We Deserve More Than 10% Justice – Sammia’s Student Loan Truth | Blog
June 10, 2020
Twenty years ago, Sammia Pratt enrolled at Florida Metropolitan University, which later became the Corinthian-owned Everest University. Sammia was interested in the flexibility offered by their new online courses. The school assured her that she could get an associate degree and transfer back to University of Central Florida, where she had already started her education. But it was all a lie. Decades after being scammed by the for-profit school, Sammia is still fighting to get full loan cancellation. Her borrower defense application was recently granted, but the Department of Education discharged only 10 percent of her loan. She represents thousands of others in her situation as the lead plaintiff in Pratt v. DeVos.
This is her story.
What made you decide to attend FMU/Everest?

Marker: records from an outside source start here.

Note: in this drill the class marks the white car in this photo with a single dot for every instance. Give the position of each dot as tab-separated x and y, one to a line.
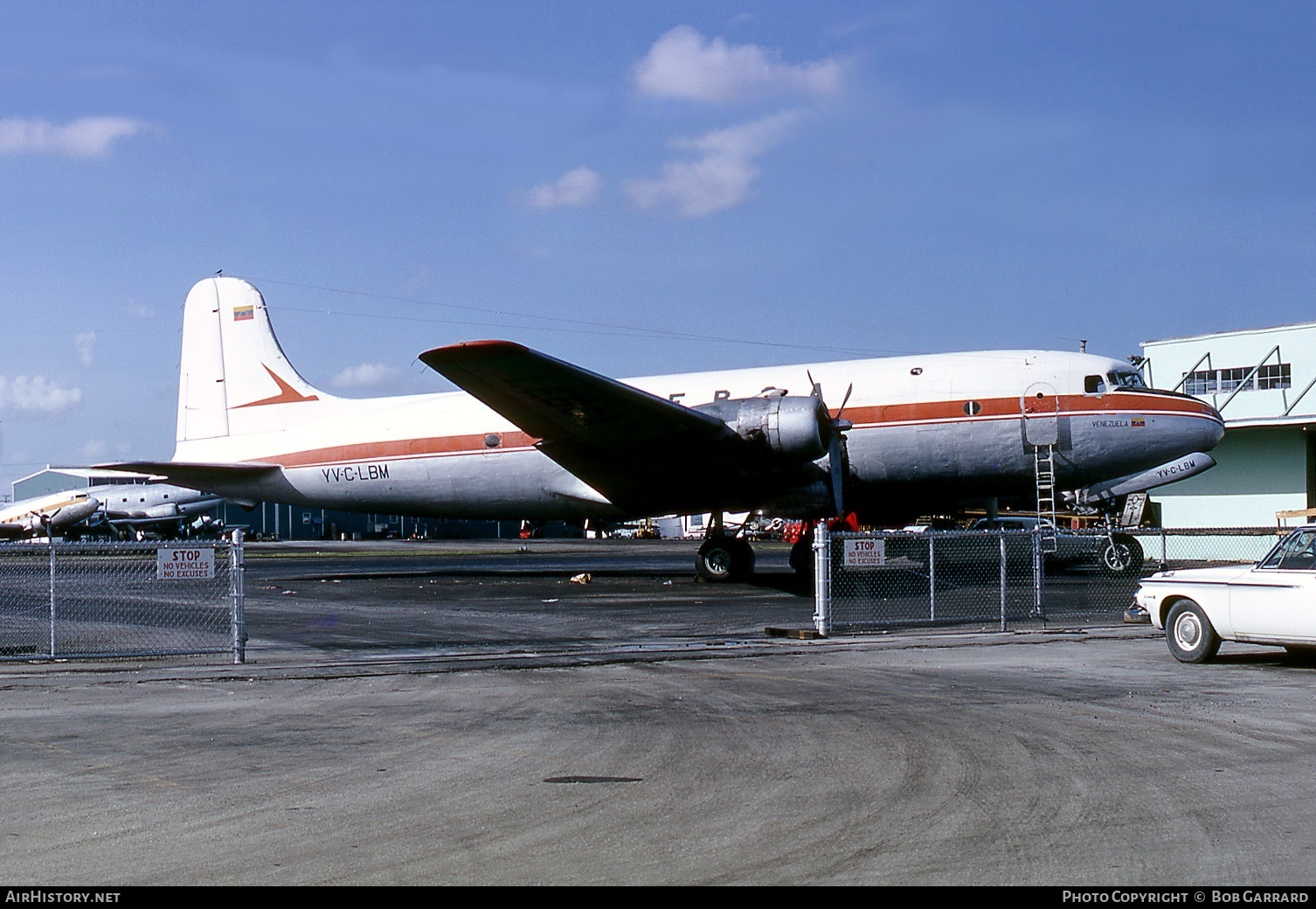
1273	601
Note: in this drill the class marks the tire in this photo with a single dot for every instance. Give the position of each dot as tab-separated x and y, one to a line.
1121	555
724	559
1190	635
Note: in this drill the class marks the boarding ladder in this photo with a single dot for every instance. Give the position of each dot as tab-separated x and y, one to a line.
1044	471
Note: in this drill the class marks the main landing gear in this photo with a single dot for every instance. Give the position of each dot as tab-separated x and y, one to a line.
724	558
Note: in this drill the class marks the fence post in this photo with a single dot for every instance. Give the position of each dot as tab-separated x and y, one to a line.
823	579
52	593
1038	573
932	579
237	598
1001	537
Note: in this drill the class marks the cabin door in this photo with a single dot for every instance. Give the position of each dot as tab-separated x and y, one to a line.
1041	409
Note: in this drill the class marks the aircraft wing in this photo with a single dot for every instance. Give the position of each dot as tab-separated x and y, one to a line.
647	454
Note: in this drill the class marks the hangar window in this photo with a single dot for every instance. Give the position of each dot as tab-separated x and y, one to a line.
1211	382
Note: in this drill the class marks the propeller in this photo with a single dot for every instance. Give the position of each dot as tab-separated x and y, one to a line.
837	455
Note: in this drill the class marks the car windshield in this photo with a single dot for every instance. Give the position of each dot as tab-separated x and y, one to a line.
1295	552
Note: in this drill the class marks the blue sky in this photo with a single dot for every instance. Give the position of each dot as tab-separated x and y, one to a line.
634	187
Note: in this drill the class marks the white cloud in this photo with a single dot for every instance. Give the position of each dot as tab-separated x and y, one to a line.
683	65
138	309
88	137
36	395
722	177
85	343
574	188
366	375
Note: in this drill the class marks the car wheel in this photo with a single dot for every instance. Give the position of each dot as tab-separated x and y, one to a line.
1190	635
1121	555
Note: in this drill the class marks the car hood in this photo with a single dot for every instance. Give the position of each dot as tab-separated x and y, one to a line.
1222	575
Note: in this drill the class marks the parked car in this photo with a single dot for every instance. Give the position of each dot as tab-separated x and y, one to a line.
1273	601
1119	554
1116	554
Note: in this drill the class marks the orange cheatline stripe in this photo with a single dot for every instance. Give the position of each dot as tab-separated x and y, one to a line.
869	416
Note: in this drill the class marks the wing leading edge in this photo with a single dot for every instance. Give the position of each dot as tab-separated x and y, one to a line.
647	454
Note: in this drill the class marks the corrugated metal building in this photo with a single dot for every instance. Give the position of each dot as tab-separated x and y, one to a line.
1263	383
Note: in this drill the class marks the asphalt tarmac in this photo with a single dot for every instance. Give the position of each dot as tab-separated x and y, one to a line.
463	715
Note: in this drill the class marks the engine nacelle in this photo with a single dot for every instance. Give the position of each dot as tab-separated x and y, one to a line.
798	429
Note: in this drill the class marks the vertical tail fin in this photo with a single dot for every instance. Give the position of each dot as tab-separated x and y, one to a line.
234	378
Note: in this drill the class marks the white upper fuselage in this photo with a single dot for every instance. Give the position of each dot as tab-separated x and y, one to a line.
924	427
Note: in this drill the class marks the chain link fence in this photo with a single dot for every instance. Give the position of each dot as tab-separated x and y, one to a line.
1001	579
65	600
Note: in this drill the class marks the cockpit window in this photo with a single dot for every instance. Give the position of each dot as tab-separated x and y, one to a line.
1126	379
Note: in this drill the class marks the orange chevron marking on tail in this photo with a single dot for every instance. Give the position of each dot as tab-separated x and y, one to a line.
287	393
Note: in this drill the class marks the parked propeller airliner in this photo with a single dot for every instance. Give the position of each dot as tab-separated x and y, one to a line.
533	437
42	516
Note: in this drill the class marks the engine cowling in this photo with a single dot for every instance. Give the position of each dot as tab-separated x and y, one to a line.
796	429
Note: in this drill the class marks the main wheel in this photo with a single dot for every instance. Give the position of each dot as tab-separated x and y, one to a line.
724	558
1188	633
1121	555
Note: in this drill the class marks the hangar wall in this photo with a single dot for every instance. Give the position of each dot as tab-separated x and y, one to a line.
1263	383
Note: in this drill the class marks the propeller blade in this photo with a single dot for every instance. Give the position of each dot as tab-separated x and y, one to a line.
836	462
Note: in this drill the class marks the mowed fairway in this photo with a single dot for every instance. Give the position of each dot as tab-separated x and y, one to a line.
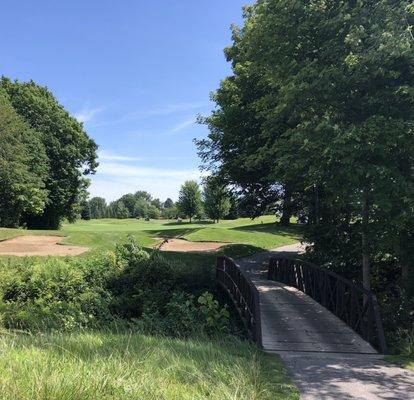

I needed something flexible. I was a working student with a couple of jobs at a time, also trying to balance out schoolwork. While I was enrolled at University of Central Florida, there were certain classes that weren’t available at the times I could be there. FMU offered similar credits at better times and online options, so I enrolled in a couple of their classes, with the intention of transferring back to UCF. I thought it was going to be a good option for me to juggle my schoolwork and a job.
What was your experience like at FMU/Everest? How did you go from a couple classes to getting an associate degree?
When I enrolled in the program, an administrator told me that transferring my credits would be easy and that accreditation was forthcoming. They suggested I work on getting an associate degree, and transfer that degree as a whole to UCF instead of just certain credits.
The problem was when I tried to transfer the credits back to UCF, they wouldn’t take them. They didn’t care about the associate degree I had gotten. Everything I had worked on was completely worthless.
What was the process of finding a job with this degree like?
The recruiter had told me that in their career development programs, students would work alongside major companies in the area. We’d be going to class, and building our resumes, and we’d have our pick of available opportunities with these companies. They made us think that they had actual career development programs and that we were positioned to get a good job, when in reality none of that actually existed.
Once I graduated, I realized how big of a scam this school really was. No one would take me seriously. It was embarrassing because I spent all this time trying to get a degree and now, I was spending my time trying to justify this degree just to get any job.
How did you overcome such a major setback?
Luckily, I knew that I was someone who was motivated enough to succeed despite my experience. I grew up poor and I knew the only way to get out of the cycle was to get a degree and get a job. That’s what I was always focused on. So, I started working at every major temp agency around Orlando and just started working 2-3 jobs at a time, regardless of whether they related to my degree or not. I was just trying to get any experience I could.
What would you want people to learn from your experience with a for-profit college?
When you’re that young, you don’t know what you don’t know. I was the first in my family to go to college. There’s so little information out there about how these schools work and what their priorities are. People should know that there are other options for an affordable education. And the government should be doing more to hold these schools accountable. They are ruining people’s lives with their lies.
Based on the Department of Education’s new partial relief formula, they recently said you will get just 10% of your Everest debts cancelled. How did that make you feel?
It’s insulting. The government acknowledged that I was defrauded and that I was scammed and yet I only got 10% relief. I had to go through extraordinary measures to get myself through this experience and it didn’t have to be this way. I was lied to at every turn about the classes and credits, the opportunities, the financial aid. Students deserve better. We deserve more than 10% justice. Especially when that percent is based on a ridiculous formula that makes no logical sense.
Finally, what motivated you to speak out and become a plaintiff in the lawsuit against the Department of Education, challenging its partial relief formula?
I’ve spent years advocating on my own behalf. When I came out of school I had all this debt, but I couldn’t just stop paying and go into a deeper hole financially. I had to fight. Stopping is not an option for me. Giving up is not an option for me. So, this lawsuit gives me an opportunity to share my story and continue to fight for justice for myself and for everyone else who might be in a similar situation.